Europe’s largest CBRN reserve to be established in Finland
At the beginning of the year, Finland received substantial funding of EUR 242 million from the EU Commission for the establishment of a CBRN strategic reserve. Material will be stockpiled in the reserve in case of emergencies involving chemical, biological, radiological or nuclear (CBRN) threats, accidents and situations, especially in Northern and Eastern Europe, says Project Manager Tarja Rantala.
The protective equipment, measurement equipment, detectors, rapid tests and, for example, medicines and vaccines to be stockpiled are intended for use by both first responders and the civilian population. Pandemics are also being taken into account in the plans.
The project is being implemented by the Ministry of the Interior in cooperation with the Ministry of Social Affairs and Health, the Finnish Institute for Health and Welfare, the National Emergency Supply Agency and the Radiation and Nuclear Safety Authority. With the completion of the recruitment of almost 20 people in the spring, the project team took up preparations for the procurement of the material. The list of material to be stockpiled includes almost a hundred separate items, and detailed descriptions have been prepared for almost all of them for the competitive tendering of contracts.

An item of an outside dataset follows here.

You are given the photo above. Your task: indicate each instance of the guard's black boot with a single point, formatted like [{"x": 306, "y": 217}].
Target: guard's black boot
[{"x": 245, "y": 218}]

While the first contract notices were published in the summer, some of the materials are expected to be in the stockpile in early 2024. The purchases are being coordinated by the Finnish Institute for Health and Welfare and the National Emergency Supply Agency, with the Ministry of Social Affairs and Health and the Radiation and Nuclear Safety Authority lending their expertise to the project.
When domestic resources are not enough
The strategic reserves to be established are part of the EU Civil Protection Mechanism, the heart of which is the EU Emergency Response Coordination Centre (ERCC) in Brussels. The ERCC coordinates requests for assistance from around the world, although it prioritises the EU Member States and countries in the vicinity.
The CBRN reserves are the latest addition to the rescEU ‘family’, the other capacities of which include wildfire extinguishing equipment, medical stockpiles and patient evacuations. These joint EU capacities are intended for preparedness for accidents that no country can fully respond to on its own with domestic resources.
The CBRN reserve to be established in Finland will naturally be available to Finland in the event of a major accident on Finnish soil. However, as a rule, each country must also prepare for accidents of this nature. In addition to the reserve being close at hand in case of an emergency, the establishment of the reserve will expand the expertise and preparedness of Finnish authorities in CBRN issues in many ways.
While similar reserves are being established in France, Poland and Croatia, Finland’s project is the largest and covers both protective equipment and medical materials, whereas the other countries will only stockpile either protective equipment or medical materials.
Ready to go within 12 hours
The large project has many dimensions, such as the preparation of purchases, agreeing on storage arrangements and arranging transportation to the target country. Since the material is intended for emergency assistance, which must be delivered quickly to wherever it is needed, the delivery process must also be carefully thought out in advance.
Once a request for assistance has been approved by the ERCC, Finland will activate measures leading to the collection of material from the stockpiles and making it ready for transport within 12 hours. To this end, the project is currently developing standardised procedures for different stages of the supply chain, the functionality of which will be tested several times in various exercises.
Establishing CBRN strategic reserves on this scale in Europe is, to a very large extent, a pilot project. Almost daily, the project team is faced with questions that have no ready answers. Answers and good practices are also sought through joint efforts between Member States and the European Commission.
The aim is to have preliminary guidelines in place by the end of 2023 on how the common EU strategic reserves will be managed, circulated and deployed after the end of the pilot phase in late 2026. The project to be carried out in Finland will provide groundbreaking knowledge and experience for the work.